O que ninguém pode evitar, a esta altura, é que a publicação desta carta, denunciando a metodologia utilizada e uma tentativa de manipular o resultado do Sínodo sobre a Família, criou mal-estar entre os participantes e turvou a celebração da reunião.
O jornalista do semanário italiano L’Espresso especializado no Vaticano, Sandro Magister (que foi descredenciado após publicar antecipadamente a última encíclica papal), publicava na segunda-feira em seu blog uma carta assinada por 13 cardeais pertencentes à área mais conservadora da Igreja católica na qual informavam ao Papa sua oposição à metodologia aplicada neste Sínodo.
Também o acusavam de querer manipular o resultado ao concentrar-se muito em questões como a de permitir o acesso aos sacramentos aos divorciados recasados.
As dúvidas sobre se a carta era verdadeira surgiram depois que vários cardeais desmentiram que tivessem assinado a carta.
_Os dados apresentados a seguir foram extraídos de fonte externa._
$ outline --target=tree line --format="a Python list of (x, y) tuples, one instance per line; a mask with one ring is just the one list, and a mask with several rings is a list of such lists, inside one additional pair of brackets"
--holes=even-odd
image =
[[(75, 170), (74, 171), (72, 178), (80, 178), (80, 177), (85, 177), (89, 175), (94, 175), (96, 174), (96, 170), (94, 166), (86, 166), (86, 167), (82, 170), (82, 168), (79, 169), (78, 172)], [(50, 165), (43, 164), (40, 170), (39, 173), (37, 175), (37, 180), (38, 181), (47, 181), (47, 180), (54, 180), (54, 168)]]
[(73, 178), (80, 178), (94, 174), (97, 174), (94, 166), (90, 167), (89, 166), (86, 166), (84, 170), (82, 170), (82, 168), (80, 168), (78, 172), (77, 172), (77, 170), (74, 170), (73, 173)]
Mas a imprensa italiana publicou na terça-feira declarações do cardeal George Pell que confirmam a existência deste documento enviado ao Papa sobre o Sínodo, embora desminta categoricamente o conteúdo publicado.
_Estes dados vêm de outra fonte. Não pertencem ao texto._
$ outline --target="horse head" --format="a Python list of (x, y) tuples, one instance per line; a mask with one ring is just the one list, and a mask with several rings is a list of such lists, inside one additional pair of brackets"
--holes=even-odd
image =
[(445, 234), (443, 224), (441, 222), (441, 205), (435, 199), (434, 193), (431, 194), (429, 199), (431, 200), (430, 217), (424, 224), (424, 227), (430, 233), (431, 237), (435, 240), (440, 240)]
“As assinaturas estão erradas, mas, acima de tudo, o conteúdo está errado. A maior parte do conteúdo não corresponde (à carta enviada ao Papa). Não sei por que isso aconteceu e quem a vazou assim”, explicou Pell, também prefeito da nova Secretaria de Economia, em declarações publicadas na terça-feira pelo jornal La Repubblica.
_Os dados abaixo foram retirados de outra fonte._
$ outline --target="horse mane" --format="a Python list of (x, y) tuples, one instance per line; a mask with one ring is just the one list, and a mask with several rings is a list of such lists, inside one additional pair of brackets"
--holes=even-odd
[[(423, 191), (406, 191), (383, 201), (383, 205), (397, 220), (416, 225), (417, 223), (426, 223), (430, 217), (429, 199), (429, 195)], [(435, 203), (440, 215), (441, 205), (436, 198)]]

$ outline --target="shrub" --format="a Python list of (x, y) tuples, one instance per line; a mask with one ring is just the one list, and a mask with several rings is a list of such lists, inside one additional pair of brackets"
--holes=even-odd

O mistério está servido e, como em outro escândalo que no passado convulsionou o Vaticano, o Vatileaks, agora os membros da Igreja se perguntam quem vazou o documento ao jornalista, com que objetivo e qual era o verdadeiro conteúdo da carta.
Quatro cardeais disseram explicitamente que não assinaram nada: o arcebispo de Milão, Angelo Scola, e o arcebispo de Paris, André Vingt-Trois; o relator geral do Sínodo, o húngaro Peter Erdö, e o penitenciário maior, Mauro Piacenza.
Diferente é a versão do cardeal sul-africano Fox Napier, que disse que retirava a assinatura da carta porque o texto não correspondia ao conteúdo que lhe haviam comunicado.
O cardeal alemão Ludwig Müller, prefeito da Congregação para a Doutrina da Fé (o ex-Santo Ofício), também aparece entre os signatários, e, na terça-feira, em declarações ao Corriere della Sera, embora não queira confirmar nem desmentir sua assinatura, denuncia o fato de que tenha sido publicada.
“É um escândalo que se publique uma carta privada do Pontífice. Isto é um novo Vatileaks (...). A intenção de quem quis tornar pública esta carta é a de semear intrigas e criar tensões. Parece-me claro”, disse Müller.
Por enquanto, os demais, entre os quais se encontra o cardeal Jorge Urosa Savino, arcebispo de Caracas, guardam silêncio.
Na carta publicada, lê-se que “a nova metodologia que dirige o Sínodo parece assegurar uma excessiva influência sobre as deliberações do Sínodo e o documento sinodal final”.
Particularmente, refere-se ao maior espaço de discussão dos chamados Círculos Menores, nos quais os participantes se agrupam por idiomas, e em que a comissão para a redação do documento final não foi escolhida, mas nomeada pelo Papa, assim como também criticam o conteúdo do Instrumentum Laboris, o documento sobre o qual se baseia a discussão.
Mas, o que consideram mais “urgente” é que “vários padres expressaram sua preocupação com o fato de que um Sínodo planejado para enfrentar uma questão pastoral vital – reforçar a dignidade do matrimônio e da família – possa ser dominado pelo problema teológico/doutrinal da comunhão aos divorciados que casaram novamente no civil”.
A carta teria a data de 05 de outubro, justamente o dia em que começou o Sínodo. Isso explicaria a intervenção não prevista, no dia seguinte, do Papa Francisco, quando tomou a palavra no Sínodo e convidou os 270 padres sinodais a evitar pensar que existem “complôs” ou “manipulações”.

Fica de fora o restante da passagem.